デザインは「だっさーーーー」。でも全部でおよそ1500円。中途半端とみるべきかバランスが良いと考えるべきか。とりあえずお気楽練習用に使ってみました。娘の学校の軽音部の連中が相談に来たら、これを紹介してやろう。ちなみに被災地支援抵抗を使っています。しかし音が歪まないなあ。386という、言ってみればトランジスタラジオのスピーカを鳴らすICを使っておるから特性的にギターアンプっぽい歪が出るわけがないのですが。(それでも1号機からはそれっぽい音が出たぞ。)と、自信をやや回復したところで、高級部品を今度はブレッドボードに並べて、最終チェック。
なぜか急に発振。しかし回路の勉強は無駄ではなかった。どうやらRCローパスフィルタの周波数で発振している。ためしにコンデンサを抜いた。止まった。
しかしながら、ここのコンデンサを抜くのは海路の日和が、じゃなかった回路安定上よくないという話が。他の386を使ったアンプの回路図を見ても、330pF程度でも差し込んでいる。なら定数が近いから、と買ったまま使ってなかった宇宙通信用をポン。え、え、え、、、発振する前より音がいい。これは高域が伸びているからかな?それっぽく音が歪んできた。理由はわからんが結構いい。
なんでやねん。
でも、この歪みは気に入ったので、勘違いとはいえせっかくだからディザ信号から名前をもらって、Ditherd Distortionと名付けよう。が、なんか記憶にある音だなあ、このバリバリした歪。「YAMAHAのF100だ!」。このアンプの回路を紹介してくれた人はローランドのジャズコーラス的に使える、とおっしゃっていたが、ライバル的な機器になってしまった。回路はほとんど同じなのに。(信号とシリーズの可変抵抗をひとつはずし、後は初段FETの種類と、抵抗とコンデンサの定数がそれぞれ1つ違うだけなんだけどな。それと最終段階で、出力の電解コンデンサの容量を220μファラッドから330μにあげ、0.1μのフィルムコンデンサをパラで入れました。高音が裏返らなくなった。)

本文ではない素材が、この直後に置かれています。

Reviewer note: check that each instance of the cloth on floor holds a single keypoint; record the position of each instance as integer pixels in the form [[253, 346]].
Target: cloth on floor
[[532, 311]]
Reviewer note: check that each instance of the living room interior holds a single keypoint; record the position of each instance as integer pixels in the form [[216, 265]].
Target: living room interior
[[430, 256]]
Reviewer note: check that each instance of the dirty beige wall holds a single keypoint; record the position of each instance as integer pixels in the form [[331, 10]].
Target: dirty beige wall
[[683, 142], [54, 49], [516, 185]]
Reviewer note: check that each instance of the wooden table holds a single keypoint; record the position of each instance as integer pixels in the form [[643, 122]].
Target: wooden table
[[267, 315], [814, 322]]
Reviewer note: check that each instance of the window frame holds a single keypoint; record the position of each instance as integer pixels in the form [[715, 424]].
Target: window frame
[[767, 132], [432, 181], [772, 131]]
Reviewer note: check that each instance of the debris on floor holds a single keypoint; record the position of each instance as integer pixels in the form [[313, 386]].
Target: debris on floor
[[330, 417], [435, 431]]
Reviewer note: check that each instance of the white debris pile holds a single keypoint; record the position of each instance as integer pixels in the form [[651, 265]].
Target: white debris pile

- 考えられること、いち。初段のFETが違う。今までのは2SK30。今回はJ201。ナショナルセミコンダクタである。(当然バイアス抵抗の値は変えてます。)
- 考えられること、に。パワー段のICが違う。初号機とこいつはナショナルセミコンダクタ。2号機と3号機は新日本通信。オーディオ的には新日本通信の方がいいんだけどね。やっぱりアメリカ製ってのはあるのかな。ギターも品質は国産の方がよくて大外れはしないけど、実際に音を出すとUSAの方が魅力的なものが多い、ってそんな感じだ。
- 考えられること、さん。発振は続いているのだ。しかしとっても高い周波数帯域に押しやられている。だから耳には聞こえないけど、ICが常に過大入力で歪んだ音を出しているのだ。超再生検波の逆。あるいはアナログでディザ信号を加えたって感じかや?基本的に小学校6年生の電子知識から脱却していない私にはこれ以上の分析は無理ですわ。出力波形をオシロスコープでとって分析し、再現可能な形にすれば、特許が取れそうなアイディアなのですがね。ストーリーもあるよ。せっかく作ったアンプが発振してしまった。失望して分解しようとしたが、ひらめくものがあって手が止まった。実験を続けると今まで半導体では得られないナチュラルなディストーションサウンドが得られた。なんと分かりやすい。古典的な発明発見のパターンだ。もっとも現実にそんなことが起こっていたら、大発見だ。。。というかきっと誰かが話題にしている。
プリント基板を削り、撚り線とスズめっき線でアースを引き、結構めんどくさがりにも部品のリード線をそのまま使って回路をつなぎ、私にしてはかなり丁寧に作ってます。 外部部品との接続、苦手なのよねえ。スイッチからの電源リード線、短すぎましたかしら。、LC-OFCの心線って結構切れやすいのね。モーツァルトを聞きながら作ると音もよくなるかしら、と製作に励みます。
いよいよ火入れ、ん?音が出ない・・・落ち込みー、、、あ、そうだ、IC挿すの忘れていた。パワーIC386の製造元と種類によって音が違いそうだと気が付いたので、差し替え可能にしていたんだわさ。気を取り直して、やったー、おとがでたー。ブレッドボードに組んだ時と結構音質が違う。うれしいような寂しいような納得したような。ノイズは思い切り減ってます。リード線が短いからね。(じつはブレッドボードを導電性スポンジでくるむ、ということをやってノイズがかわんなかったから、外来ノイズではなく残留ノイズと判断していたのだが、やっぱり外来ノイズだったらしい。)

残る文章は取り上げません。